ONS has used an on-premise Tiger Call Management solution for a number of years but the organisation had a need to derive better value from its telecommunication in such a diverse environment, combined with a visibility of those charges across all its business areas. As a result, ONS has moved the system into a managed service model with accessibility via Internet based tools. As Gareth Hawkins, IT Contracts Manager, explains, “The move will reduce the cost of maintaining servers. It will also allow divisional managers to quickly generate a variety of telecoms reports and know the actual cost of calls and charge types. For example, our “survey areas” need to know the cost of calls to bid for any new private or public sector work. They will now be able to view the information without having to wait for the IT department to inform them what their share of the ONS telephony bill is.”

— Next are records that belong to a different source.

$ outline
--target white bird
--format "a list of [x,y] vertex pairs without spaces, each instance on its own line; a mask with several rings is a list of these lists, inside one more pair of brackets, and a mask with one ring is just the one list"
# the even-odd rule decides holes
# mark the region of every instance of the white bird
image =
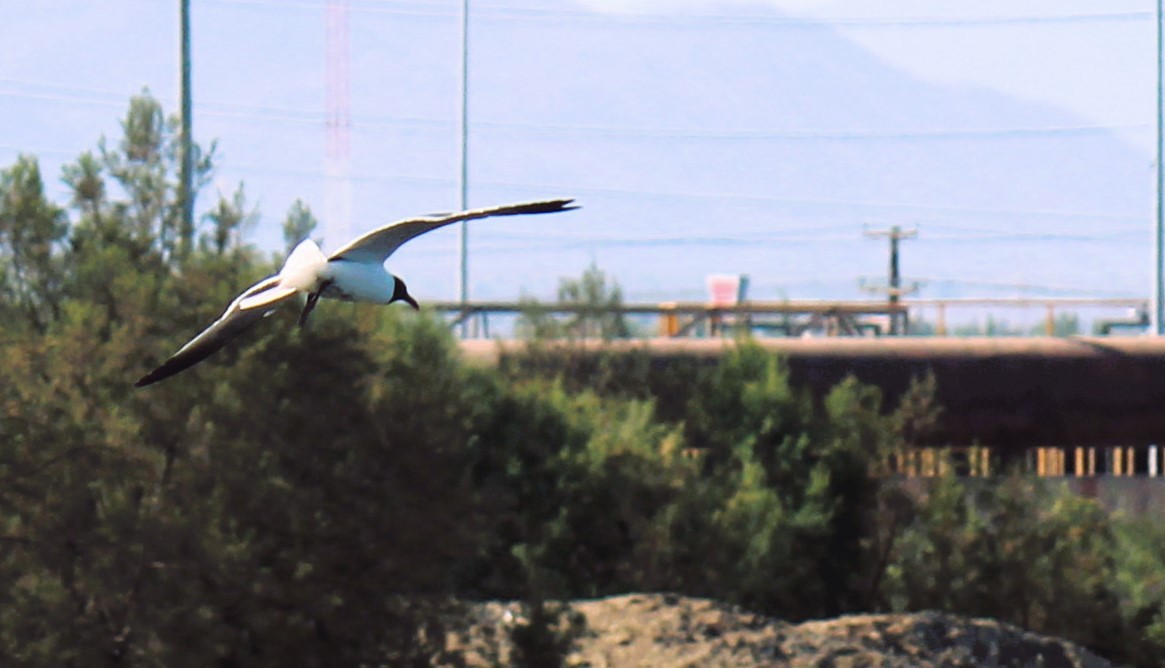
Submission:
[[414,309],[419,308],[404,281],[384,268],[384,261],[405,242],[450,223],[578,208],[570,206],[573,201],[553,199],[506,204],[401,220],[349,241],[330,256],[324,255],[311,239],[304,239],[287,256],[278,274],[268,276],[244,290],[227,306],[218,320],[182,346],[161,366],[142,376],[134,386],[145,387],[198,364],[300,293],[307,295],[307,304],[299,316],[300,325],[307,322],[308,315],[320,297],[374,304],[403,301]]

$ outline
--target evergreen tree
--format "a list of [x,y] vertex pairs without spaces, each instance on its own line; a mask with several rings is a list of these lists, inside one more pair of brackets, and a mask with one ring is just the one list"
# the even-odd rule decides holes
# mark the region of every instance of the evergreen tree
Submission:
[[[287,212],[287,218],[283,220],[283,244],[287,254],[291,254],[299,242],[310,238],[317,227],[319,221],[316,220],[311,207],[301,199],[295,200],[291,204],[291,210]],[[315,241],[318,244],[321,240]]]
[[536,340],[601,338],[609,341],[631,335],[619,311],[623,305],[623,289],[594,263],[579,278],[563,278],[558,282],[558,303],[575,309],[565,322],[553,318],[537,300],[524,301],[517,329]]
[[40,166],[0,170],[0,315],[44,333],[59,315],[64,211],[45,198]]

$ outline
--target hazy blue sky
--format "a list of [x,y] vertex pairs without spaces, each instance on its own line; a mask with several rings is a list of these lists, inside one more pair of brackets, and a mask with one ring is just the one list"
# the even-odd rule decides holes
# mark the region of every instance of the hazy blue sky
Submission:
[[[1149,0],[583,0],[607,12],[747,15],[777,7],[836,22],[845,37],[925,79],[973,84],[1145,126],[1154,101]],[[1087,20],[1100,15],[1104,19]],[[1075,17],[1075,18],[1073,18]],[[929,25],[928,25],[929,24]],[[1136,135],[1146,151],[1153,135]]]
[[[130,95],[176,110],[177,7],[0,0],[0,164],[39,155],[59,194],[60,165],[116,135]],[[213,187],[245,182],[252,240],[275,248],[295,197],[323,208],[324,2],[193,7]],[[351,0],[354,232],[456,203],[459,7]],[[472,203],[587,207],[536,234],[473,228],[474,294],[547,295],[593,259],[633,297],[699,296],[736,271],[758,297],[856,296],[885,264],[861,226],[897,223],[923,230],[904,263],[932,296],[1147,291],[1148,0],[473,7]],[[1091,164],[1058,171],[1074,155]],[[453,296],[454,233],[394,261],[418,295]]]

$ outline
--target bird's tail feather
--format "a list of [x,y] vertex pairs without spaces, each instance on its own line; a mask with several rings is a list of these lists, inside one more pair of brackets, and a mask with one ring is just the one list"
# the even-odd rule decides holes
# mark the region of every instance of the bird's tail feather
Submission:
[[283,262],[283,269],[279,273],[287,273],[289,269],[296,269],[304,265],[318,265],[321,262],[327,262],[328,256],[320,250],[319,245],[311,239],[304,239],[291,251],[287,256],[287,260]]
[[283,268],[279,270],[279,285],[301,292],[312,292],[327,264],[328,256],[324,255],[316,242],[304,239],[291,251]]

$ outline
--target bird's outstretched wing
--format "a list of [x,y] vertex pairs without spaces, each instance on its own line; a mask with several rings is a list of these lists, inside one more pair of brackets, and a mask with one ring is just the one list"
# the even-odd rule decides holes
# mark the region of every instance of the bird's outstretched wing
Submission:
[[573,199],[551,199],[540,202],[504,204],[486,209],[470,209],[459,213],[437,214],[420,218],[400,220],[344,244],[332,253],[331,260],[352,260],[356,262],[384,262],[406,241],[438,227],[491,216],[518,216],[528,213],[554,213],[577,209],[570,206]]
[[278,308],[295,295],[294,288],[279,285],[279,276],[269,276],[243,291],[218,320],[182,346],[157,369],[142,376],[134,387],[145,387],[185,371],[222,348],[243,330]]

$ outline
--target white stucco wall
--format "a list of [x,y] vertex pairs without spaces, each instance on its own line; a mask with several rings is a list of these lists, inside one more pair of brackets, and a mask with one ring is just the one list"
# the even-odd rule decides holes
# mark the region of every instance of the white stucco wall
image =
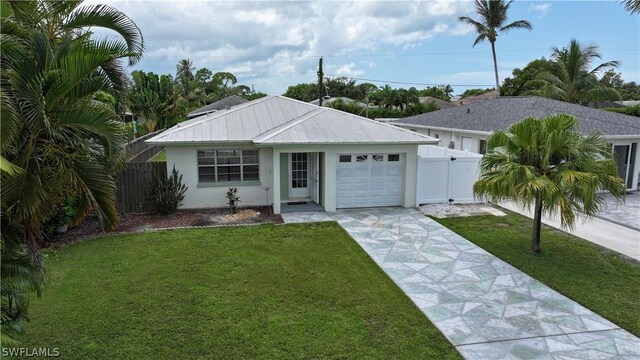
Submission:
[[[167,146],[167,173],[173,166],[182,175],[182,182],[188,186],[181,208],[217,208],[227,206],[226,193],[230,187],[238,188],[240,206],[262,206],[273,203],[273,156],[271,148],[260,149],[259,184],[198,184],[198,150],[203,149],[238,149],[254,148],[252,145],[228,146]],[[269,199],[262,187],[271,186]]]

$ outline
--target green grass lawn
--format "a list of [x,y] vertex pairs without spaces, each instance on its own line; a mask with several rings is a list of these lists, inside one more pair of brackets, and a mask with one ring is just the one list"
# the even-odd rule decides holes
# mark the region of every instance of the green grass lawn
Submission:
[[[532,221],[506,217],[434,219],[556,291],[640,336],[640,264],[543,225],[542,254],[529,251]],[[580,226],[576,224],[576,226]]]
[[460,358],[336,223],[103,237],[46,261],[21,341],[63,358]]
[[160,150],[160,152],[153,155],[148,162],[167,162],[167,152],[165,149]]

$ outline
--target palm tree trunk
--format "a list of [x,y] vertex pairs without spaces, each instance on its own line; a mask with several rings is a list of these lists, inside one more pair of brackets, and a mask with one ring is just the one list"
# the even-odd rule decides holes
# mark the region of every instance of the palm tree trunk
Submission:
[[31,264],[37,270],[42,269],[42,255],[40,254],[40,237],[38,236],[39,230],[34,231],[29,227],[25,234],[25,245],[27,245],[27,251],[31,256]]
[[540,249],[540,230],[542,228],[542,199],[540,196],[536,198],[536,208],[533,214],[533,235],[531,238],[531,251],[539,253]]
[[493,54],[493,71],[496,74],[496,92],[500,96],[500,80],[498,80],[498,60],[496,59],[496,44],[491,43],[491,53]]

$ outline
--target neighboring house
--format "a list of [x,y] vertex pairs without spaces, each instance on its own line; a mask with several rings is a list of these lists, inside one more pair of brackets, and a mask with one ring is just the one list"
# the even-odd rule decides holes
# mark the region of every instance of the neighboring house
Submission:
[[456,102],[460,105],[469,105],[469,104],[477,103],[478,101],[495,99],[497,97],[498,97],[498,92],[495,90],[491,90],[491,91],[487,91],[484,94],[460,98],[456,100]]
[[613,147],[618,172],[635,190],[640,170],[640,118],[536,96],[499,97],[457,108],[434,111],[392,124],[440,139],[440,146],[484,153],[486,139],[496,130],[528,117],[569,114],[584,134],[601,133]]
[[325,211],[416,206],[418,146],[437,139],[332,108],[268,96],[178,124],[147,141],[166,148],[189,187],[183,207],[309,202]]
[[237,95],[227,96],[224,99],[218,100],[216,102],[212,102],[209,105],[205,105],[199,109],[193,110],[192,112],[187,114],[187,119],[193,119],[195,117],[211,114],[213,112],[220,111],[220,110],[228,110],[236,105],[244,104],[247,101],[249,100],[243,99]]
[[[362,101],[353,100],[351,98],[344,97],[344,96],[343,97],[324,97],[322,99],[322,106],[329,106],[329,105],[331,105],[332,102],[334,102],[336,100],[342,100],[342,102],[345,105],[349,105],[352,102],[355,102],[357,106],[359,106],[359,107],[361,107],[363,109],[367,108],[367,107],[369,107],[369,109],[377,109],[378,108],[377,105],[371,105],[371,104],[367,105],[367,103],[363,103]],[[311,100],[311,101],[309,101],[309,104],[318,105],[318,104],[320,104],[320,100],[318,100],[318,99]]]
[[459,104],[455,102],[444,101],[432,96],[421,96],[418,98],[418,101],[420,101],[420,104],[428,104],[434,102],[436,103],[436,105],[438,105],[438,109],[440,110],[459,106]]

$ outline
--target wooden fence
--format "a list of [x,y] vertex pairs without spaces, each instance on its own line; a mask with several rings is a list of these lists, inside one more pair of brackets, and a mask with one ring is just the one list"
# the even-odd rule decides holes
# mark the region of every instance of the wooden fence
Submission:
[[129,161],[147,161],[164,149],[163,146],[150,145],[144,141],[160,134],[163,130],[154,131],[141,136],[127,144],[127,151],[130,154]]
[[118,211],[120,213],[154,211],[148,199],[148,193],[156,176],[167,176],[166,163],[144,161],[127,163],[127,167],[116,183]]

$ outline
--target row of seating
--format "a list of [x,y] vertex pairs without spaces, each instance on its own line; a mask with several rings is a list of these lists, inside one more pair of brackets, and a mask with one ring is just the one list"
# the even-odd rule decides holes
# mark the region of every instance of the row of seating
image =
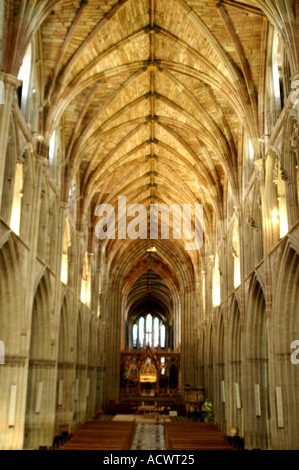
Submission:
[[167,450],[233,450],[212,423],[165,423]]
[[59,450],[129,450],[134,432],[134,421],[87,421]]

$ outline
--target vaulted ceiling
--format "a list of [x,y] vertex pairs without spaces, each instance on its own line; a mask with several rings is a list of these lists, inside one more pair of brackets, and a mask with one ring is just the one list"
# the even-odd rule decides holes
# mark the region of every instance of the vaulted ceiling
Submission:
[[[243,128],[258,152],[265,12],[278,27],[283,12],[275,2],[251,0],[46,3],[26,6],[40,38],[43,132],[49,142],[63,120],[62,197],[79,173],[79,224],[90,208],[126,196],[128,205],[146,207],[202,203],[211,236],[215,220],[226,217],[228,184],[240,197]],[[19,16],[23,4],[14,2]],[[14,40],[22,31],[29,41],[25,26]],[[18,61],[9,60],[13,71]],[[131,242],[107,242],[112,265],[126,253],[127,269],[142,259],[153,268],[159,256],[173,256],[173,273],[190,259],[198,269],[199,255],[184,252],[184,240],[157,241],[157,254],[146,252],[150,240],[139,241],[136,252]]]
[[45,128],[64,120],[66,184],[90,205],[238,194],[240,126],[257,141],[262,12],[253,2],[61,2],[41,27]]
[[138,316],[148,312],[155,312],[164,321],[169,321],[173,308],[171,291],[165,281],[149,269],[133,284],[126,308],[132,323]]

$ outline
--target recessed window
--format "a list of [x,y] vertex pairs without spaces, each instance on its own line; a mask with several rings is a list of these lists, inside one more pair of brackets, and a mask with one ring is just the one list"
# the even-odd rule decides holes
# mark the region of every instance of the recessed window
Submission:
[[160,322],[159,322],[159,318],[155,318],[154,319],[154,348],[157,348],[158,345],[159,345],[159,326],[160,326]]
[[55,159],[55,150],[56,150],[56,131],[53,132],[50,143],[49,143],[49,164],[53,165]]
[[141,317],[139,320],[139,331],[138,331],[139,345],[141,348],[144,348],[144,325],[145,325],[144,318]]
[[13,204],[12,204],[11,219],[10,219],[10,227],[17,235],[20,235],[22,197],[23,197],[23,164],[17,163],[14,196],[13,196]]
[[62,252],[62,263],[61,263],[61,282],[67,284],[68,282],[68,247],[71,245],[70,226],[69,221],[66,218],[64,235],[63,235],[63,252]]
[[140,317],[132,326],[132,346],[133,348],[146,348],[147,345],[153,348],[165,348],[166,328],[164,323],[156,315],[148,313]]
[[218,305],[220,305],[220,273],[219,258],[216,253],[213,273],[213,307],[217,307]]
[[27,101],[29,97],[29,85],[30,85],[30,76],[31,76],[31,63],[32,63],[32,46],[29,45],[23,63],[21,65],[18,79],[22,82],[22,92],[21,92],[21,110],[23,113],[26,111]]
[[245,187],[250,181],[252,173],[254,171],[254,148],[252,145],[252,141],[249,139],[248,135],[245,133],[244,136],[244,185]]
[[161,328],[160,328],[160,347],[161,348],[165,348],[165,339],[166,339],[165,325],[161,325]]
[[88,254],[85,253],[82,279],[81,279],[81,302],[90,305],[90,263]]
[[240,285],[240,282],[241,282],[239,226],[238,226],[237,219],[234,222],[234,229],[233,229],[233,256],[234,256],[234,287],[236,289]]
[[136,325],[136,323],[135,323],[135,325],[133,325],[132,334],[133,334],[133,348],[137,348],[138,326]]
[[146,317],[146,344],[152,346],[153,338],[153,317],[148,314]]

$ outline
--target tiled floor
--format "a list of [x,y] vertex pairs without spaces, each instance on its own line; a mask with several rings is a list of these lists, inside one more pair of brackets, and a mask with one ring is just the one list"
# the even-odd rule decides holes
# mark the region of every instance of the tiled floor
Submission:
[[137,424],[131,450],[165,450],[163,424]]

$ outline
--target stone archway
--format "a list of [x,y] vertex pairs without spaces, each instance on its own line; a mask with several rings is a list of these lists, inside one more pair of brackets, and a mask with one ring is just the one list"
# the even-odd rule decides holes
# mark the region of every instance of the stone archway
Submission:
[[88,367],[88,328],[81,306],[77,319],[76,367],[74,383],[74,424],[77,426],[86,419],[86,384]]
[[217,339],[215,351],[215,422],[222,429],[226,426],[226,405],[225,405],[225,383],[226,383],[226,370],[225,370],[225,352],[224,352],[224,321],[222,311],[219,310],[219,319],[217,325]]
[[248,449],[269,449],[271,435],[268,322],[263,288],[256,276],[251,280],[248,293],[245,336],[247,379],[245,445]]
[[281,256],[275,285],[272,319],[275,361],[271,369],[273,448],[294,449],[299,419],[299,374],[298,365],[292,362],[292,343],[299,339],[299,255],[290,239]]
[[86,384],[86,417],[93,418],[96,406],[96,383],[97,383],[97,329],[96,323],[91,318],[88,333],[88,369]]
[[24,439],[26,323],[18,261],[13,238],[5,237],[0,249],[0,340],[5,349],[0,366],[0,448],[6,450],[21,449]]
[[241,350],[241,319],[238,301],[234,296],[231,301],[228,317],[227,347],[227,430],[237,428],[238,435],[243,437],[243,403],[242,403],[242,350]]
[[25,449],[52,445],[56,395],[52,299],[50,279],[46,272],[36,288],[32,306]]
[[57,364],[57,399],[55,432],[61,425],[73,423],[73,383],[75,377],[74,331],[70,318],[70,299],[65,294],[59,324],[59,345]]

The Tiger solution as a Managed Service also allows individual senior managers more visibility and flexibility over calling patterns by identifying any anomalies in call usage and charges. “By improving reporting, we can now assign charge back much more accurately. This gives managers the opportunity to look at ways to reduce costs based on their own divisional needs and budgets,” explains Hawkins.

ONS introduced the divisional charge back process in April based on actual usage as opposed to each area paying an equal amount of the overall ONS telephony bill . Hawkins believes that, by having a central repository for reporting, which is accessible by individual managers, the organisation could substantially reduce its overall telecommunication charges. “The move to a Managed Service model for call management is the latest of our continued ICT changes to deliver the most value from our communication and other information technology infrastructure,” Hawkins concludes.